The Clintons' health care plan validated the perception that their party was gripped by both intellectual hubris and intellectual sloth -- meaning, it was still in a New Deal and Great Society frame of mind. This perception contributed to the 1994 election in which Republicans gained 52 House seats (and soon five more from party switchers) -- ending 40 years of Democratic control of the House -- and eight Senate seats (plus two party switchers).
Last Tuesday, 12 years of Republican control of the House ended because of the Bush administration's foreign policy equivalent of the Clinton administration's overreaching regarding health care. Republicans should feel relieved: Considering that in November 1942, 11 months after war was thrust upon America, President Roosevelt's party lost 45 House and nine Senate seats (there were then just 96 senators), Tuesday's losses were not excessive punishment for the party that has presided over what is arguably the worst foreign policy disaster in U.S. history.
Subsequent elections will reveal whether this election is a harbinger of a new and chronic Republican weakness. For nearly two generations -- since the Democratic Party fractured over Vietnam in 1968 and nominated George McGovern in 1972 -- the Republican Party has benefited from a presumption of superior realism regarding the essential presidential competence, national security. Time -- actually, 2008 -- will tell if Iraq will do the kind of lingering damage to the Republican Party that was done by the Depression, which made the party suspect for a generation regarding the conduct of domestic policy.

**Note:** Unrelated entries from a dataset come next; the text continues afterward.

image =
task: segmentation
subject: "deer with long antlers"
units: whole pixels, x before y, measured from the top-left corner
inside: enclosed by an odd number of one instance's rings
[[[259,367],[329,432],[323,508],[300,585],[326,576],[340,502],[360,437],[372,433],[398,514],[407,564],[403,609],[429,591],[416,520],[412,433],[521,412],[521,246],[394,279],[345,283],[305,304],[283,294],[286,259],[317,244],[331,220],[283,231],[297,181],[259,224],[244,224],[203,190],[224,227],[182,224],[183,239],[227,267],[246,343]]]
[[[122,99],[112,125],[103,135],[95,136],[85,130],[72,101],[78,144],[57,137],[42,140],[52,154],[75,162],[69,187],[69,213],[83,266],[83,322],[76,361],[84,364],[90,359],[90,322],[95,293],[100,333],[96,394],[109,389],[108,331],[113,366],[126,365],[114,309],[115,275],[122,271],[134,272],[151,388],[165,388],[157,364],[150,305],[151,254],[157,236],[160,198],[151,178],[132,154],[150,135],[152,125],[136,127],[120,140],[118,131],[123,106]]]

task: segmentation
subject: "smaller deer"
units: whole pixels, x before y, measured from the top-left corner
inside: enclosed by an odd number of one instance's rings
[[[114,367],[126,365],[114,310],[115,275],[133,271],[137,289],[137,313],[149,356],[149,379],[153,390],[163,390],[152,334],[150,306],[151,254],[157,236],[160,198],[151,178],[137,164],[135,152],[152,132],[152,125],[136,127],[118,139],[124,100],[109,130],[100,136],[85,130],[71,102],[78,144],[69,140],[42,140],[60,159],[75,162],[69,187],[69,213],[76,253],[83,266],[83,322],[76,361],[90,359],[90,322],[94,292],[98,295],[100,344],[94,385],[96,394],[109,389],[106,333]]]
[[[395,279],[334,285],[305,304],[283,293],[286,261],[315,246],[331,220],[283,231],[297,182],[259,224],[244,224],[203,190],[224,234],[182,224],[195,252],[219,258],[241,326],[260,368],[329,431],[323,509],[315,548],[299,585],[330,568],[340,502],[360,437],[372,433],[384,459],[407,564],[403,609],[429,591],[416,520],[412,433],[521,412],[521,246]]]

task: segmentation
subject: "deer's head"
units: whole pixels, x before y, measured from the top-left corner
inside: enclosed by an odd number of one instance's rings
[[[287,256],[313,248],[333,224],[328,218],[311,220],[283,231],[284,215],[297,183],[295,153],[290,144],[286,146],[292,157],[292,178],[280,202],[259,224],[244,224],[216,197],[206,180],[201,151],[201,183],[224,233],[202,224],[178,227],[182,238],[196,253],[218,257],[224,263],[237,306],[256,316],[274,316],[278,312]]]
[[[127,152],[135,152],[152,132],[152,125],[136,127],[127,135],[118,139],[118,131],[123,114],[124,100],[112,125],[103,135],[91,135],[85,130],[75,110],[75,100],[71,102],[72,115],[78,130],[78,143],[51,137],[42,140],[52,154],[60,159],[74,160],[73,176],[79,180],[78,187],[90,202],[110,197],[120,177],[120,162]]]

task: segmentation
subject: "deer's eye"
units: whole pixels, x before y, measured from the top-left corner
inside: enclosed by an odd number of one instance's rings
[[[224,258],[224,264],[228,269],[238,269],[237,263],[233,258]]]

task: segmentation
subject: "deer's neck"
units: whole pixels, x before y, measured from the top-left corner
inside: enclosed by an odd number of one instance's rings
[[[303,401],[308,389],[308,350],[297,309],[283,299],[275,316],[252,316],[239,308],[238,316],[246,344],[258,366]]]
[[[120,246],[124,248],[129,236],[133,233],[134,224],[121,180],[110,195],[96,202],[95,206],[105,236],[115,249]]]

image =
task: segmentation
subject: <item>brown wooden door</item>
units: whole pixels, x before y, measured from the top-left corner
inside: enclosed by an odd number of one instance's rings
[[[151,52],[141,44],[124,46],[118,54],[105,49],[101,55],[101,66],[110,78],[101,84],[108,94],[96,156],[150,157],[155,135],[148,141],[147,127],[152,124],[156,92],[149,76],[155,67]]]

The departure of Donald Rumsfeld, a remarkably swift ratification of the electorate's Tuesday roar, removes an impediment to the possibility of a modus vivendi between the president and the congressional majority. Rumsfeld's replacement, Robert Gates, by virtue of his service on the Iraq Study Group chaired by James Baker and Lee Hamilton, is already immersed in the agonizing choices that must be made. And having been deputy national security adviser in 1991, Gates knows why the first President Bush declined to extend Operation Desert Storm beyond the liberation of Kuwait to regime change in Baghdad. Shortly after the war, the then secretary of defense, Dick Cheney, said why arguments for ``going to Baghdad'' had been "fallacious."
"Once you've got Baghdad, it's not clear what you do with it," he told The New York Times. "It's not clear what kind of government you would put in place of the one that's currently there now. Is it going to be a Shia regime, a Sunni regime or a Kurdish regime? Or one that tilts toward the Baathists, or one that tilts toward the Islamic fundamentalists? How much credibility is that government going to have if it's set up by the United States military when it's there? How long does the United States military have to stay to protect the people that sign on for that government, and what happens to it once we leave?"
Good questions, the answers to which we now know. Gates, who was there when the questions were asked, seems to be of the realist school, reluctant to engage in regime change as a prelude to nation-building. And we may hope that as director of the CIA he learned the most important thing a government can know -- what it is that it doesn't know. Such knowledge inoculates governments against irrational exuberance.